There is an alternative hypothesis that Spanish got plátano from the Carib word platana (from Arawakan pratane) and that this was altered to make it more similar to Spanish plátano 'plane tree', but there is not much evidence to support this, and either way plátano 'plane tree' is somewhat responsible.
But, the list above is a bit disingenuous, because Spanish does have the word banana, and this is the word that Spanish initially borrowed from Wolof, a Niger-Congo language, to refer to the fruit. Depending on what sort of Spanish you speak, banana can refer to to smaller, sweeter fruits we are most familiar with, while plátano might refer to the larger, starchier, less sweet fruits that are generally used in cooking rather than eaten raw. In English, the latter are referred to as plantains or plantain bananas (probably on analogy with Spanish Edit: because although English already had the word 'plantain', it wasn't used to refer to bananas). Both sorts are of the genus Musa. But at least in Mexico, plátano refers to the sweet variety, and plantains are plátano macho.

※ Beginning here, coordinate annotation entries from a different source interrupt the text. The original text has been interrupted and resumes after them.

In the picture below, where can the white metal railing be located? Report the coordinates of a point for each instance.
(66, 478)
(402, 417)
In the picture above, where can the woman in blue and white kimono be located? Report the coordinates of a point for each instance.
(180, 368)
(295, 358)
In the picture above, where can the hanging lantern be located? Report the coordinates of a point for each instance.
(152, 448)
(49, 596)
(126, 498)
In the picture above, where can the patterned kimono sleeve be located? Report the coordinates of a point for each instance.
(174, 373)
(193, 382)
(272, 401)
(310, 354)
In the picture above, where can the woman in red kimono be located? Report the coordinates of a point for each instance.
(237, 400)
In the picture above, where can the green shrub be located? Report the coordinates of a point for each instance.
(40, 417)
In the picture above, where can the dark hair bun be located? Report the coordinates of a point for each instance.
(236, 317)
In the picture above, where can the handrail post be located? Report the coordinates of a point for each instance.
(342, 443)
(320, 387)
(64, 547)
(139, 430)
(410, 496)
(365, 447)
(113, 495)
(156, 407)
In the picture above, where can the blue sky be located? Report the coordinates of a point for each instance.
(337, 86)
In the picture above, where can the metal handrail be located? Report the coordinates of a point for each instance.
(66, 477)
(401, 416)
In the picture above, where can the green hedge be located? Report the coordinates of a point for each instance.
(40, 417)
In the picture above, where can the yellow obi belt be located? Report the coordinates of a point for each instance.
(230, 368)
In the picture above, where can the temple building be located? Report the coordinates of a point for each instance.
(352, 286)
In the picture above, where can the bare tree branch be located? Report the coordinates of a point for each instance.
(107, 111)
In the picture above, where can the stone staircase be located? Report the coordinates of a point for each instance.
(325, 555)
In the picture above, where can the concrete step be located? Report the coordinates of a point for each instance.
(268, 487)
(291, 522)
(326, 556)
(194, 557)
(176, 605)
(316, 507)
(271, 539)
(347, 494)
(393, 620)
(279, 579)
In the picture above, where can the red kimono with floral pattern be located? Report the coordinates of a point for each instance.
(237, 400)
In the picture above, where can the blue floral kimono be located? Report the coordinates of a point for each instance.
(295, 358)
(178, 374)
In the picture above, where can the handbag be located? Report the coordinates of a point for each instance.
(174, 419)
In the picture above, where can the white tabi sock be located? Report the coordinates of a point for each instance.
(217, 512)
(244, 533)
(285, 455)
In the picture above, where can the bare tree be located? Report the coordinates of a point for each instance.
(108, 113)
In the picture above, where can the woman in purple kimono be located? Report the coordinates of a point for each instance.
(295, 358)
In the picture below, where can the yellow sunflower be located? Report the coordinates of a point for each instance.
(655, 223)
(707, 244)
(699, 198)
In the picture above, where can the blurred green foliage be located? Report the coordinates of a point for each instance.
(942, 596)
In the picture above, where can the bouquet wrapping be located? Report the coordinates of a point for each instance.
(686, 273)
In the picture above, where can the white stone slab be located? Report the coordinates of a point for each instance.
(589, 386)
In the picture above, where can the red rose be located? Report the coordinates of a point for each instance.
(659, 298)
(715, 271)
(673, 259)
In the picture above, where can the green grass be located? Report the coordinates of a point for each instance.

Most modern languages that use a variant of the word banana got the word via either Spanish or Portuguese, and those languages initially borrowed it from Wolof. So, to reiterate Joe's point, "whichever name is used by the introducers gets adopted in many other languages".
But in fact, the history of 'words for banana' started long before the Spanish and Portuguese borrowed the modern word from Wolof, and if you look at languages across the world, the word banana hardly comes into play.
A recent study by a team of geneticists, archeologists, agricultural scientists and linguists investigated the history of different banana varieties based on the evidence for human cultivation and dispersal of bananas. The evidence suggests that bananas likely originated in New Guinea, and the linguistic information associated with this is pretty interesting. Mark Donohue put together a list of over 1,100 words for 'banana' in languages from Melanesia and South East Asia, the regions in which the banana was first dispersed. The paper can be accessed here (sorry, abstract only unless you have access), but the supplementary materials are available publicly, so if you want to see over 1,100 words for 'banana', go to this page and click the link for Table_S04.
Using comparative methods, the researchers reconstructed root forms for different words for 'banana', and found four major cognate sets with distinct, but overlapping, geographical distributions. The root forms were *muku, *punti, *qaRutay, and *baRat. You can see some maps of the distribution of these variants here (pdf). There were other minor groupings and a lot of 'miscellaneous' lexical items that had no clear group of cognates. Banana is labelled as such, and only shows up twice in this whole list (granted, the list doesn't include many African or continental European languages).
In sum, while plátano is an oddity in the short list presented above, Spanish actually did use the word banana first, and some varieties of Spanish still do use it for sweet bananas, where plátano specifically refers to plantain bananas. Furthermore, crosslinguistically, banana is actually an oddity in itself.